Configure Hurricane Electric IPv6 over IPv4 Tunnel with Monowall

We have been holding on to IPv4 for a long time. We are well past the initial “run out of addresses” date thanks to VLSM, NAT and some other addressing tricks. The facts are, however, that IPv4 is running to its end and will eventually become obsolete. Fortunately, however, there are ways to ease into IPv6. One that I found, since my ISP does not yet offer IPv6 service, was to create a tunnel to someone who does. Tunnelbroker.net powered by Hurricane Electric was one of the options. Another tunnel broker you might consider is Core Transit who will tunnel IPv4, IPv6 and BGP sessions as well.

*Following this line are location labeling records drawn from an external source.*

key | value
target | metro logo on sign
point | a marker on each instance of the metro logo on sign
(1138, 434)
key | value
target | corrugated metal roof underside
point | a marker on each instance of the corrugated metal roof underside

IPv6 support is still a bit scarce on home routers and firewalls as well. Luckily there is the Monowall project. I am not going to get into the basics of Monowall. You are welcome to read more about that here.
To begin, setup an account with Hurricane Electric. Create a new tunnel and review the vitals of the configuration they present you with. They will look something like this ( without pieces of the addresses removed of course):

As you are creating this tunnel you will need to ensure the tunnel broker can communicate with your firewall. It tracks your host’s availability with ICMP. To allow this create a firewall rule under “Firewall->IPv4 Rules”. Tunnel Broker will report the IP address that ICMP traffic should be allowed from. For me it ended up being 66.220.2.74 while the tunnel endpoint address was actually different.
After successfully setting up the tunnel on the provider side you can begin configuring the tunnel on your Monowall. First, ensure IPv6 functionality is enabled under “System -> Advanced”.

After saving, jump to the WAN interface settings at “Interfaces->WAN”. Look for the newly displayed IPv6 section. Under “IPv6 Mode” select “Tunnel”. For “IPv6 Address” enter the information you had listed under IPv6 Address (Client IPv6 Address) that came from Tunnel Broker. Also, add the tunnel endpoint IPv4 address to connect to on Tunnel broker’s side.

The WAN side is done so let’s get our LAN side up and running as well. Go to “Interface->LAN”. Enter the routed 64 address supplied by the tunnel broker in the IPv6 field. Also, check and enable the IPv6 Router advertisements option so clients get IPv6 gateway information automatically.

Finally, you will want to add a firewall rule to allow IPv6 traffic outbound. Go to “Firewall->IPv6 Rules” and choose the “LAN” interface tab. You can allow anything IPv6 outbound or you can limit to only select protocols and ports. If for some reason your tunnel does not come up be sure to double-check your settings and verify there is ICMP connectivity! Be sure to review the system and firewall logs of the Monowall to chase down errors.